A new target therapy drug, which can effectively extend the lives of people in the last stages of renal cell cancer by about 11 months, is now on the market, doctors said in Taipei yesterday.
Renal cell cancer is the most common type of kidney cancer in adults. In the US, 38,890 people are diagnosed with it each year.
PREVALENCE
Renal cell cancer was the 13th leading cause of death in Taiwan last year, said Wayne Chang (張延驊), a urologist at the Taipei Veterans General Hospital’s department of surgery.
Chang said that if found in the early stages, renal cell cancer is cured more than half the cases.
However, of the 600 people who are diagnosed with renal cell cancer each year, around 40 percent are already in the last stage when the cancer cells are first discovered, he said.
In this stage, the patient has an extremely slim chance of surviving for more than five year, he said.
While treatment of renal cell cancer ranges from surgery to chemotherapy and hormone therapy, the form of treatment depends on the stage of the disease and the person’s overall health, Chang said.
Target therapy is a form of chemotherapy that targets the molecules that feed tumor growth.

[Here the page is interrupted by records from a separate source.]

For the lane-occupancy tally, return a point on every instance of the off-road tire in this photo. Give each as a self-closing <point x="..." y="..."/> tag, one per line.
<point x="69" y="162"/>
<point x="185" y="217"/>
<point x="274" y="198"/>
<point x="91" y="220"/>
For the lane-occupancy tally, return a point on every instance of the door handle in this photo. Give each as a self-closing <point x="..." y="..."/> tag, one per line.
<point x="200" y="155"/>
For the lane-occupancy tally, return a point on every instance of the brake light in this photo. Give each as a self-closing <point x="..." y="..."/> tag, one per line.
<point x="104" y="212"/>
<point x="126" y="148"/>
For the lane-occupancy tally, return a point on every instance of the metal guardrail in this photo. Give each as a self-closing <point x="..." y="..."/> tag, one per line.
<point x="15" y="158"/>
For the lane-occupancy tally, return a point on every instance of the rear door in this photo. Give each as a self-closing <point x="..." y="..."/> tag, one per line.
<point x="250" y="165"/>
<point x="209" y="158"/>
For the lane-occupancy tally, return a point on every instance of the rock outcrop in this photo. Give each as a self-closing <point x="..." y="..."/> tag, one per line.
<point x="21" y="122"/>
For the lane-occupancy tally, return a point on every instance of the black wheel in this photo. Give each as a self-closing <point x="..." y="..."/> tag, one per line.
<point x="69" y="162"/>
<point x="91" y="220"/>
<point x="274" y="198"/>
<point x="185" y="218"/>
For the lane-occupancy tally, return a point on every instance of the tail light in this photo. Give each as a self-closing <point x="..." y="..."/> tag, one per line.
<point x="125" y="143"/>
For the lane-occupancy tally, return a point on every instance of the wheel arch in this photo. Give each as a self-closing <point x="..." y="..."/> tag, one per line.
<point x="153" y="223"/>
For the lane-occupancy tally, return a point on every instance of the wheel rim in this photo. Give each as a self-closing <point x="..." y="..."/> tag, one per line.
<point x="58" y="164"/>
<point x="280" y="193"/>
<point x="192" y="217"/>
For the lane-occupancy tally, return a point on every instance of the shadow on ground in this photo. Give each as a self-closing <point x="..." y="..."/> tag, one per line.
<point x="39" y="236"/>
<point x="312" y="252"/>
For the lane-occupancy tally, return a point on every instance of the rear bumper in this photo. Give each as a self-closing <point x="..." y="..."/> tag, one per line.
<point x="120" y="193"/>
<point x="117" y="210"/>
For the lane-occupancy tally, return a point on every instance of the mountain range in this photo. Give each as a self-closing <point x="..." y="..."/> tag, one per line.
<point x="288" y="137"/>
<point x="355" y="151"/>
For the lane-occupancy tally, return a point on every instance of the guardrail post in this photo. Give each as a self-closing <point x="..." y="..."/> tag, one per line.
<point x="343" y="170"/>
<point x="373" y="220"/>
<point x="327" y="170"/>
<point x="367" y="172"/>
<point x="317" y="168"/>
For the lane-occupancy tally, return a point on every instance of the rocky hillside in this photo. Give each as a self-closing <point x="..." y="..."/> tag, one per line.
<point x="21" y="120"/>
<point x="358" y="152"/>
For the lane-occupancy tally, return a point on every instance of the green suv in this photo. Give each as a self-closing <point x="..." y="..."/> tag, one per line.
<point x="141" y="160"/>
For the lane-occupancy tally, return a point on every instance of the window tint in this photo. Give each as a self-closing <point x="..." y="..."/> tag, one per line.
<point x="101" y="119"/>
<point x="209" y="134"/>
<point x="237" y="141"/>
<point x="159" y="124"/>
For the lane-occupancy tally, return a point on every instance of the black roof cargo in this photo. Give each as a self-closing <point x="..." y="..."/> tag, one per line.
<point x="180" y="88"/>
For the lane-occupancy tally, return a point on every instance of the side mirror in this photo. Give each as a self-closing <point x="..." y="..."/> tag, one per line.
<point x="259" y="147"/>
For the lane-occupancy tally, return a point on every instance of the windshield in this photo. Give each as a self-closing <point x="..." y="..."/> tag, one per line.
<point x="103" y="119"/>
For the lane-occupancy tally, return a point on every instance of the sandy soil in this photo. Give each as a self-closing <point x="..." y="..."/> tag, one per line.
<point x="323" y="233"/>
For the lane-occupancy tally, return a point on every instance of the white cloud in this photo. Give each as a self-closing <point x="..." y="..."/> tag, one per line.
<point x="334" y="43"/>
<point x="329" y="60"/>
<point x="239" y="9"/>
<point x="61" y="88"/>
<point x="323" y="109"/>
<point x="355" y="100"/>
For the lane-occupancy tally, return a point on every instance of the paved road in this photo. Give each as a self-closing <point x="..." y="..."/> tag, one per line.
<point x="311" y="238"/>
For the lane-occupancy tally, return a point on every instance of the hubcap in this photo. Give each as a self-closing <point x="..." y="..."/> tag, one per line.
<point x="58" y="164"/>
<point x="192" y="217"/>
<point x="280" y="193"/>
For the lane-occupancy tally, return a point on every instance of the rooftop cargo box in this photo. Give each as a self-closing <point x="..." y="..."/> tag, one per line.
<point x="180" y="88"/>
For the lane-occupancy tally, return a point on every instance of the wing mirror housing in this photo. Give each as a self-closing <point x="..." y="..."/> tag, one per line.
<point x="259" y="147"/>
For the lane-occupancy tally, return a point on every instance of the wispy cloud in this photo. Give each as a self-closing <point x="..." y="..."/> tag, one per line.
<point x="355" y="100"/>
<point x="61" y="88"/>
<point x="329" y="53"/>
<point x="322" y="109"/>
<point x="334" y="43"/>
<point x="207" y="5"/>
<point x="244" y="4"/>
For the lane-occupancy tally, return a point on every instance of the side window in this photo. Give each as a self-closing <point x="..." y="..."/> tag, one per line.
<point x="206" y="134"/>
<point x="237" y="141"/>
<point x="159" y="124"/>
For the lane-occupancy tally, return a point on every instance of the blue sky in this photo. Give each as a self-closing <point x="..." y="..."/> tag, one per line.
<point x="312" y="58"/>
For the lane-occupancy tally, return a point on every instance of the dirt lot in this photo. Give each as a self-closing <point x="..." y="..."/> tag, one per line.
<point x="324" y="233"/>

In contrast to traditional chemotherapy, target therapy inhibits tumor growth by focusing on the molecules that tumors need to spread, which not only effectively kills cancer cells, but also decreases side effects.
CLINICAL TRIAL
A article published in the New England Journal of Medicine in June last year said clinical trial results showed that patients with poor prognosis in the last stages of renal cell cancer live an average of 11 months longer when treated with Temsirolimus, the first mTOR inhibitor on the world market.
Kuo Lung-hung, vice president of Wyeth Pharmaceuticals, the firm that developed the drug, said the drug was approved by the US Food and Drug Administration last year, and was recently approved for the Taiwanese market.